Press release packets are an important tool for all companies, businesses or organizations. The point of a press release packet is to inform your audience—media, investors, clients, customers and the general public—about your company or organization. Often you will send a packet following an announcement, accomplishment or event of significant importance to your business. Or, you may send a press release packet as a way of introducing your company or organization to an individual or group who may be unaware of who you are. Here's how to put together a professional press release packet.
Decide who the press release packet is for. You might want to send a packet to include local and national media, prospective clients, board of trustees, general public, prospective and current investors or donors and current and new employees. This will guide you in the types of information you need to include.
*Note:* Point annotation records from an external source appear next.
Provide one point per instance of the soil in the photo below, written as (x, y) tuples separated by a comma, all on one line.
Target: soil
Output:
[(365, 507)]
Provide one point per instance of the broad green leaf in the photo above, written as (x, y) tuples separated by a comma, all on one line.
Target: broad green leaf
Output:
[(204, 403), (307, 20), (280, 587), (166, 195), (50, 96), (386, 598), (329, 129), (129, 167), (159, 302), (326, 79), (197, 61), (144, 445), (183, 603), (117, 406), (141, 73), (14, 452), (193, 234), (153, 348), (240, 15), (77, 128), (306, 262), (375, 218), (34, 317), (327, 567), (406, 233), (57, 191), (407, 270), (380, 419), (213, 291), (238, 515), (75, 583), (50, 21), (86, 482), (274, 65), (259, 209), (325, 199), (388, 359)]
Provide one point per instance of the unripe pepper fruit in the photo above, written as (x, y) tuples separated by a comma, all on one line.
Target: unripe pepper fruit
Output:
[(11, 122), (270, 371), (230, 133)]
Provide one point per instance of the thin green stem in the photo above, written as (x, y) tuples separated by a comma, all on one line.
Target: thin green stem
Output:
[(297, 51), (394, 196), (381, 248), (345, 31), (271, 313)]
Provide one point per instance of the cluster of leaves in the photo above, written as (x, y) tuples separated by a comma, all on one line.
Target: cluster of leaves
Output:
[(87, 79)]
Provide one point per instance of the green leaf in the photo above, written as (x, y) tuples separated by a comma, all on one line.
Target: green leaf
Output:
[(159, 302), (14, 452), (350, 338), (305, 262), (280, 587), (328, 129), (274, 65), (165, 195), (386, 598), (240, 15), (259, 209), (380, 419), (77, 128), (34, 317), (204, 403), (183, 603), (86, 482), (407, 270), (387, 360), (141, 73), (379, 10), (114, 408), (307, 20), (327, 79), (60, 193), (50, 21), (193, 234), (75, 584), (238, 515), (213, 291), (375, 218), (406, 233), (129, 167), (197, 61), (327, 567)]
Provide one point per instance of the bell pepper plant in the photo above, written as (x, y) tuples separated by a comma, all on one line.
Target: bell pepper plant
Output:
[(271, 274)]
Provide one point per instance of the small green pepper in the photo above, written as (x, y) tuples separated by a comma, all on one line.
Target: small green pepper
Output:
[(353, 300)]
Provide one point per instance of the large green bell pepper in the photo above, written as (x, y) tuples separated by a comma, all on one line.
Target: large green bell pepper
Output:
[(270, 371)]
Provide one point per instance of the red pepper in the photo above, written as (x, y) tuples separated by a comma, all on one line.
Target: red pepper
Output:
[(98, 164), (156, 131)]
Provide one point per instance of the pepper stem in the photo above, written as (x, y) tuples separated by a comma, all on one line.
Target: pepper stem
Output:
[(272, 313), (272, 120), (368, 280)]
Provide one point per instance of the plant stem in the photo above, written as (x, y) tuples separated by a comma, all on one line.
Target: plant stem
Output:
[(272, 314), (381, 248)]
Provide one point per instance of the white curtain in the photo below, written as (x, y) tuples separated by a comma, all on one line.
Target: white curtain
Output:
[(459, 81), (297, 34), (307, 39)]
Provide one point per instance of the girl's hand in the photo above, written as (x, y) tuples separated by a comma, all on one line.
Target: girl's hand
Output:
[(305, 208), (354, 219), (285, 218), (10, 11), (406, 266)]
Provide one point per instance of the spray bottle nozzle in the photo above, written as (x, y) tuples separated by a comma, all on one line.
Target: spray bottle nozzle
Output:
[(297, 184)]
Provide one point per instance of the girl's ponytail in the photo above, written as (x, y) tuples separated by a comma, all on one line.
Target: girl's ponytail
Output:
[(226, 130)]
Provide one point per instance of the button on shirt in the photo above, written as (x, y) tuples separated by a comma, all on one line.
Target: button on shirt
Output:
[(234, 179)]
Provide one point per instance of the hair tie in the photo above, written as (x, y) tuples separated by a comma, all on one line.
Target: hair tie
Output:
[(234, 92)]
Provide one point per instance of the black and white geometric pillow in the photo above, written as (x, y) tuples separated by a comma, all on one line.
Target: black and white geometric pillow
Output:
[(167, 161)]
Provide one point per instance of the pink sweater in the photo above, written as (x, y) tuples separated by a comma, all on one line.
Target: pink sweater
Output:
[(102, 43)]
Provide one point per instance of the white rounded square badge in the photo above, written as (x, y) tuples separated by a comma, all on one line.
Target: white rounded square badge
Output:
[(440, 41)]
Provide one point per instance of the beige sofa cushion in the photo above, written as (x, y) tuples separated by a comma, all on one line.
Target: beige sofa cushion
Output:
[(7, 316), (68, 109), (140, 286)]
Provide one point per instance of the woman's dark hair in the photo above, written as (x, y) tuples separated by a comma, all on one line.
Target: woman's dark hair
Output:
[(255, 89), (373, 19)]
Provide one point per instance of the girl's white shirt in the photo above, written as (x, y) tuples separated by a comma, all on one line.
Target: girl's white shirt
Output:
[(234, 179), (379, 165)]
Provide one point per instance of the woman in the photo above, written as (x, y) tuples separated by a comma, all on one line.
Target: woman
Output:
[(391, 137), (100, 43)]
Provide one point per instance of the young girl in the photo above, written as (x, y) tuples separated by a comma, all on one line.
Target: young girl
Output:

Determine which press releases are most relevant to include in your press release packet. Personnel changes, other than at the executive level, might not be as relevant to include in a formal packet. A new product offering, grand opening, leadership change, new business acquisition, large donation (if a non-profit) are all newsworthy and important for your audience to know about.
Print the materials on official paper that includes the company’s or organization’s logo and contact information. It is important that the packet look professional and official.
Select a folder or binder that is suitable for holding the selected contents. You do not want to fold any papers in half or cause the paper to wrinkle. A standard-sized folder (9 inches by 12 inches) is appropriate for most uses.
Assemble the contents of the packet in the order of its importance. Current and important news should be placed in the front.
Check your mailing list to ensure that you have the most up-to-date information. Reporters at local papers can change frequently and businesses and individuals may move, so it is a good idea to make sure the people on your list are the correct contacts.
Keep your press release(s) to one page in length. Be sure to include current contact information. Update executive/leadership profiles often by checking with each individual. Make sure the copies you include are clear. Newsprint can appear dark and blurry in some photocopies. Have someone not involved in the process look through the packet and check for any spelling errors or incorrect information. Assemble several packets in advance with general information that isn’t likely to change frequently such as fact sheets, annual reports, current press releases, and leadership bios/profiles. You can include new or time-sensitive information as the need arises.
Don't overload your press release packets with unimportant or unnecessary items such as a company or organization handbooks or logo items. The point of the packet is to inform your audience and not inundate them. If you include links to your website in any of the materials, be sure the links are working correctly by checking them frequently. A broken link can leave a bad impression.